Hey everyone..
I'm burning the midnight oil and just lying here spiralling about my career.
I'm an ex-registered nurse and quit my career. I've always suffered with horrific anxiety and being a nurse really just did not help with that. I was always in constant fear of making mistakes and feeling severe imposter syndrome when working as a nurse - especially when it came to drug administration etc.
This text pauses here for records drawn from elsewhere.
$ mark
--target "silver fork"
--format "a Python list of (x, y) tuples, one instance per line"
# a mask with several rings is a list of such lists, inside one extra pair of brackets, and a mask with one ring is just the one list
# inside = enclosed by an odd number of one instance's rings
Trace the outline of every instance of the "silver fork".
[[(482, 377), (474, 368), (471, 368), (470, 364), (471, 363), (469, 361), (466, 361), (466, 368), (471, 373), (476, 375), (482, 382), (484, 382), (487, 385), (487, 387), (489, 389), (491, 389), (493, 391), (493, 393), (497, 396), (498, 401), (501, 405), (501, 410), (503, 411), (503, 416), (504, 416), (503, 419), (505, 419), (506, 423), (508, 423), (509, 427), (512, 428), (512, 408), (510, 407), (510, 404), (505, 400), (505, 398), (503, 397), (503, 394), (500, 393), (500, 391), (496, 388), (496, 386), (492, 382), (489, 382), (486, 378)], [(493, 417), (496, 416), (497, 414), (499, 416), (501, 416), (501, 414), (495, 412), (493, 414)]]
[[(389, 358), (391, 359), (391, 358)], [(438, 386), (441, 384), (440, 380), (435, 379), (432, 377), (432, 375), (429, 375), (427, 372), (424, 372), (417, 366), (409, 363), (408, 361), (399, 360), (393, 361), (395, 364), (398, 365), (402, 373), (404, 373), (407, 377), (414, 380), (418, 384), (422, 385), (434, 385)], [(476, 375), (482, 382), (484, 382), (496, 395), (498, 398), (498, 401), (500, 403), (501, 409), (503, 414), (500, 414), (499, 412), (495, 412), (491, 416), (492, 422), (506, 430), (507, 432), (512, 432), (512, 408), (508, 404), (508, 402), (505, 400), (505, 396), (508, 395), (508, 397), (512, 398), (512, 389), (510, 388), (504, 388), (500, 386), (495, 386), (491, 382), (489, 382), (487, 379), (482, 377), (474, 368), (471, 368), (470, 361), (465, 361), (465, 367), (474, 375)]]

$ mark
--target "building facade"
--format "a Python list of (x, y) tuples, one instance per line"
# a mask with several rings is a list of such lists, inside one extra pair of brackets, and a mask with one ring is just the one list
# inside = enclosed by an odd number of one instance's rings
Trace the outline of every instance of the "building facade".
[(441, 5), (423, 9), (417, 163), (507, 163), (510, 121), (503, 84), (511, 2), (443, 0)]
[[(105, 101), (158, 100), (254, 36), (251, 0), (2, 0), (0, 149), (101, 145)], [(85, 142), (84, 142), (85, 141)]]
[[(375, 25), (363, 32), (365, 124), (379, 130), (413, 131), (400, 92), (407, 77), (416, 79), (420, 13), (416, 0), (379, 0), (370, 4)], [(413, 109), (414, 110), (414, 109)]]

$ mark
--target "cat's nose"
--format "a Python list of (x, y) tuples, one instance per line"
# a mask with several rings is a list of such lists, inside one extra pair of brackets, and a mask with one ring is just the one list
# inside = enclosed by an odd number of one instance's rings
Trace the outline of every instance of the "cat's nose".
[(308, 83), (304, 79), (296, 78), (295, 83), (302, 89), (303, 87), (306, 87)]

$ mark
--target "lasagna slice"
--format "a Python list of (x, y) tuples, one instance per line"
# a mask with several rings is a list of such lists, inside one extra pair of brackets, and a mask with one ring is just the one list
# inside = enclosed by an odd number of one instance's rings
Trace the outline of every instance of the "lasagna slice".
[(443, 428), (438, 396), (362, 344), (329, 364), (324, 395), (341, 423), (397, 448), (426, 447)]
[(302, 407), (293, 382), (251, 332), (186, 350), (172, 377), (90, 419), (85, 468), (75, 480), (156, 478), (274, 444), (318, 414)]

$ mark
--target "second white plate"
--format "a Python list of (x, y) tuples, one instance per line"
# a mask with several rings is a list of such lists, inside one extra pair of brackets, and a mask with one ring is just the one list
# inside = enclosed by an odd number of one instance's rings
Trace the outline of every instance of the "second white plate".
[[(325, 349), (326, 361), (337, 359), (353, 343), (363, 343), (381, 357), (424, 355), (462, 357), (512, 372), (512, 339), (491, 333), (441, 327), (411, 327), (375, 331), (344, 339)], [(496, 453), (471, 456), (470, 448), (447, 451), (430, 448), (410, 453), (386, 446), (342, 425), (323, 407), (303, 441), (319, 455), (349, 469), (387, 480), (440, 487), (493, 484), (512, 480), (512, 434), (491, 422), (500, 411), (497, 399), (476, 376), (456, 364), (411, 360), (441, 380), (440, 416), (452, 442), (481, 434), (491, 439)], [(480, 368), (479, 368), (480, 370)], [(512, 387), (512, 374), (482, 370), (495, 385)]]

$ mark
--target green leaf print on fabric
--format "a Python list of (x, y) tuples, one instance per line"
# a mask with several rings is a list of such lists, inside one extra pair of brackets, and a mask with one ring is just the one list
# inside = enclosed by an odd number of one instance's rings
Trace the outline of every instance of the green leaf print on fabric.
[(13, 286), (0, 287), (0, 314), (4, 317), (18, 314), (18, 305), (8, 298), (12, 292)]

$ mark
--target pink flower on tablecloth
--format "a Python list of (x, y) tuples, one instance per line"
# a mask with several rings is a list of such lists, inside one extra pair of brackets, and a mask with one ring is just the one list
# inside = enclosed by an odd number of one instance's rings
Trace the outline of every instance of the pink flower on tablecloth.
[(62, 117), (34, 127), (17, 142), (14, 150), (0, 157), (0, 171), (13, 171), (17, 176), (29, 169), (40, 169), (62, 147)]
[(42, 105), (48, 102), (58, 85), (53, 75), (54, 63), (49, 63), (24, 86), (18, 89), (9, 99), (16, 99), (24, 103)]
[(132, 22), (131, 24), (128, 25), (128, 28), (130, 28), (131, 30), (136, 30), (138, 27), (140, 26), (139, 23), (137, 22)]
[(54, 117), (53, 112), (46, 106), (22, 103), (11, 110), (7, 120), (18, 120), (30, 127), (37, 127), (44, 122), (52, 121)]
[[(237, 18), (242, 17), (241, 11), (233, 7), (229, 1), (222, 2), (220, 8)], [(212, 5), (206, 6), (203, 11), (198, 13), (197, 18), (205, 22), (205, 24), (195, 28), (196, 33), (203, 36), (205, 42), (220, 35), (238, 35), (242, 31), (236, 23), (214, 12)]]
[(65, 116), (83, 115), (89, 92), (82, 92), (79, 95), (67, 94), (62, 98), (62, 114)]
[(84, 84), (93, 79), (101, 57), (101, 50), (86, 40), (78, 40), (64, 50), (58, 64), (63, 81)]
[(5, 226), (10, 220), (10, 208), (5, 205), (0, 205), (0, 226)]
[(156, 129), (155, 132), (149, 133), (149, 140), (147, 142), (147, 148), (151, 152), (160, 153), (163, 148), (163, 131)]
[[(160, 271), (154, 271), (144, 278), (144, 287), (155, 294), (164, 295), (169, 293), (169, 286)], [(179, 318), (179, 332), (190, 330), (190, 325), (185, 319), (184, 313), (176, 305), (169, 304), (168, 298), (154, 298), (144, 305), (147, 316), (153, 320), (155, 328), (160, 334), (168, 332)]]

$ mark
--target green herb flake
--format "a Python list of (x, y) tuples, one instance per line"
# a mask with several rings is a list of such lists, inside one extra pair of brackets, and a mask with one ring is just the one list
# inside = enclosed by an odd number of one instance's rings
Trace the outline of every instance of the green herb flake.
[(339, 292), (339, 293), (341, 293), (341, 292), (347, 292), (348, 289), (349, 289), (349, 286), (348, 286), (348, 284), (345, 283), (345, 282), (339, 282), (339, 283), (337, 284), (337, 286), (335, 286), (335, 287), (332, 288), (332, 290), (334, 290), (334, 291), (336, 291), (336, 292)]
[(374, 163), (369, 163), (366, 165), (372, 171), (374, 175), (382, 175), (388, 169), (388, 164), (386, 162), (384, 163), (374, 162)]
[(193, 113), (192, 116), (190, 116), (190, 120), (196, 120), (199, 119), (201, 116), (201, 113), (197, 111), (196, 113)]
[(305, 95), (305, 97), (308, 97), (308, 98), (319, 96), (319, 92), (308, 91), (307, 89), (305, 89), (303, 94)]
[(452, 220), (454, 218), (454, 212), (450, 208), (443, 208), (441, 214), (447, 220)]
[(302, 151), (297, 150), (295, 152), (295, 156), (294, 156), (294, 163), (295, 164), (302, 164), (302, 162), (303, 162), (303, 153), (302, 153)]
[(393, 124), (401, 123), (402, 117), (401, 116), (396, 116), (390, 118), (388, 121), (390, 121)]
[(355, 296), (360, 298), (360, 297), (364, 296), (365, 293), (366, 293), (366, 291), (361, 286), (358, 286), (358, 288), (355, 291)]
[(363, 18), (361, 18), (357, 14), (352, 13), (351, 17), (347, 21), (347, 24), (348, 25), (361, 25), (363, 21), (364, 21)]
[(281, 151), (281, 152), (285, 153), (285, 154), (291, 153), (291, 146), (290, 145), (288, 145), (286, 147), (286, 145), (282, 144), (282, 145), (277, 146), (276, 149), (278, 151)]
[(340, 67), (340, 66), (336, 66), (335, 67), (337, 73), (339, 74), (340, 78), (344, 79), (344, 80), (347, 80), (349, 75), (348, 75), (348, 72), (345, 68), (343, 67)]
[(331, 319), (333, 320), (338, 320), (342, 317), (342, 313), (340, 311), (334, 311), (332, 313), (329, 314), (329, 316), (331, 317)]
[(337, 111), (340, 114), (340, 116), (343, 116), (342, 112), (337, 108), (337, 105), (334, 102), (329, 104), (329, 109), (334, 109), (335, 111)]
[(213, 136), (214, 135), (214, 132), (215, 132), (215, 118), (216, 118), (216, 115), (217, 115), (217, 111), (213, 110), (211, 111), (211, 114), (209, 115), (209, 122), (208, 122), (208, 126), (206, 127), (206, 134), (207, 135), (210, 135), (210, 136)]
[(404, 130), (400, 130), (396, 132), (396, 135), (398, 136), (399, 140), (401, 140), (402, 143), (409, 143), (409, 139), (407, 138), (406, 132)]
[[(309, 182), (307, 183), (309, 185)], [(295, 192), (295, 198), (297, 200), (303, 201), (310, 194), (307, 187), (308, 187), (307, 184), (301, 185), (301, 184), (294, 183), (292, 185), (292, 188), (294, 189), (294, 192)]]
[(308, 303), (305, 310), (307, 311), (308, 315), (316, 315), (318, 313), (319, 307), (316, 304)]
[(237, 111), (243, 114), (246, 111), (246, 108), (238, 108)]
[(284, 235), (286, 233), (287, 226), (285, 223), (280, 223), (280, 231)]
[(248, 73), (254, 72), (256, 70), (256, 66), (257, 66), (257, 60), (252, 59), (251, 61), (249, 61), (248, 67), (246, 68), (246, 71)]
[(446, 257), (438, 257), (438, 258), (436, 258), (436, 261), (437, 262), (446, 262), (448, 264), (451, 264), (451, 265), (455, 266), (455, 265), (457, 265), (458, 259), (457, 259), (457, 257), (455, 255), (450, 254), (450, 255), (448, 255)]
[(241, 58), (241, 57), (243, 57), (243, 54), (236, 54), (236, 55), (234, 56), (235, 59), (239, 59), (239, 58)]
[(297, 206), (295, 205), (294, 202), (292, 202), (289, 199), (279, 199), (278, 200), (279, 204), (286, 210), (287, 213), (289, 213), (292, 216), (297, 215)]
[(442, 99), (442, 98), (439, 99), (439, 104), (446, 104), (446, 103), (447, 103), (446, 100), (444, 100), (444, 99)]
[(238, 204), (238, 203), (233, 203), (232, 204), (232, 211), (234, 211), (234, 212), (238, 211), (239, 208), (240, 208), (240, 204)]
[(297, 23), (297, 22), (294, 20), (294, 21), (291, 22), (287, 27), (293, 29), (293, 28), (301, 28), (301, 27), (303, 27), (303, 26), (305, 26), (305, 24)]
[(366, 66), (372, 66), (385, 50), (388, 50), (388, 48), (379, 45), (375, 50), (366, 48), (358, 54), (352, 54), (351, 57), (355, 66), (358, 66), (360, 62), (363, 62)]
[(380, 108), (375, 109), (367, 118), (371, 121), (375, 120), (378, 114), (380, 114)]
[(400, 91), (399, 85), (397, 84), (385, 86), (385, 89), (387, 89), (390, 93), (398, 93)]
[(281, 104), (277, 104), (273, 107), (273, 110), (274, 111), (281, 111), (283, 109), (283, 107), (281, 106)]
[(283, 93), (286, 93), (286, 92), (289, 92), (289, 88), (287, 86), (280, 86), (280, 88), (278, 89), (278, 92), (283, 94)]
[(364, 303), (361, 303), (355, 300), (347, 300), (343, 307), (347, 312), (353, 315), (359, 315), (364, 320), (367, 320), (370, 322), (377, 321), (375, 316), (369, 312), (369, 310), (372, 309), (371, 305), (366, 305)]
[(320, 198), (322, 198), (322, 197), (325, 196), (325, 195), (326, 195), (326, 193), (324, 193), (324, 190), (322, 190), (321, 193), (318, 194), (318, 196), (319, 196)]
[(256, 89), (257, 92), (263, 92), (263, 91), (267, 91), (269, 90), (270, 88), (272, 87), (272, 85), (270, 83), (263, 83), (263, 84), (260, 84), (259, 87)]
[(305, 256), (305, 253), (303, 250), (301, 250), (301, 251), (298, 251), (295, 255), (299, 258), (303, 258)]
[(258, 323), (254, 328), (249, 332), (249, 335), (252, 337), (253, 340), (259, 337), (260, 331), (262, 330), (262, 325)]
Long story short I decided to quit and I now also have a beautiful baby so I'm currently on mat leave! During maternity I've been thinking what to do with my life. I do a little bit of content creation on social media which I enjoy the most but I'm finding it hard to monetise due to my confidence again. I have got myself a job in a gp practice which will be working with patients, taking bloods, assisting medical staff and lots of admin but my throat closes up just thinking about it. I will be starting that in a few weeks (I do however feel relieved that although I am working in a gp setting it won't be the same levels of responsibility I had as a nurse)
Incase I don't cope with this job does anyone have any burning tips on how to overcome this horrid imposter syndrome or any career advice so I can just achieve some goals in life. Going back to work after maternity is hard enough but I know I have anxiety for other reasons too, not just worrying about being away from little one all them hours! I'm tired of living in financial stress and just want a bit more freedom :( I worked hard to be a nurse and battled so much and just feel I've let everyone down around me including myself and family.